Another thing he likes to do is to load and unload the dishwasher, which is one reason why we now let the dishes pile up until he’s not around. He also likes to drag out all the pots and pans, and the kitchen utensils, and pretend to cook. The funniest thing he does is to take the oven mitts out of the drawer, put them on, and stand by the oven door, pointing at it with his oversized hands. “Hot,” he says, very seriously. “Hot!” He knows not to touch it now.

Suppertime is generally a disaster. He’s usually not hungry, so he picks at his food, or throws it, or is constantly demanding things he can’t have. A little later in the evening, we have family prayer, which lasts about half an hour. He tears around the living room playing with the loudest toys possible, climbing on people’s laps, kicking them (accidentally), talking, singing, taking things out of the desk drawers, etc., until I pick him up and hold him on my lap, over his protests.

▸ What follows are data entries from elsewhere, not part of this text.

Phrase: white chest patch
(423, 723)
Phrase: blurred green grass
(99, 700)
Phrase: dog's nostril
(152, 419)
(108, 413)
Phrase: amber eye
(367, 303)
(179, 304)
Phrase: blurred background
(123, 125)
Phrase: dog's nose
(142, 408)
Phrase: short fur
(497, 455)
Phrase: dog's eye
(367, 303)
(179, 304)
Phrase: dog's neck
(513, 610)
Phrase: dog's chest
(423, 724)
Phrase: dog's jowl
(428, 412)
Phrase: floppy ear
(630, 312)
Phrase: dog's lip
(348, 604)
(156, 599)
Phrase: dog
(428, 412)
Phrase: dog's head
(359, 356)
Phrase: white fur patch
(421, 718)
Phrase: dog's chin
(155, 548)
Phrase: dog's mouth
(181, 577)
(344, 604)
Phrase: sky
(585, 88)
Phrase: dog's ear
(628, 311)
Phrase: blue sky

On the up side, he REALLY enjoys singing, and will try to join in when we sing a song together. He also follows along with all the major prayers; he can’t say the words, of course, but he mumbles a decent approximation, and says “Amen!” loudly and enthusiastically at all the right places. At church, too, he seems more intent on what is happening up front than any of our other children at this age.

Bedtime is a long, drawn-out routine. Starling usually lies down with him. She reads him three or four books, sometimes more than once. Then she sings songs to him, which he enjoys greatly, smiling and saying, “Again!” And then he spends about half an hour tossing and turning before he falls asleep for good.

And that is a good thumbnail sketch of Matthew at age two!



When he's ready to go to bed, he says, "Nye, nye!" before embarking on an
elaborate bedtime routine that involves several stories, three songs, and an adult
(usually Starling) staying with him until he falls asleep.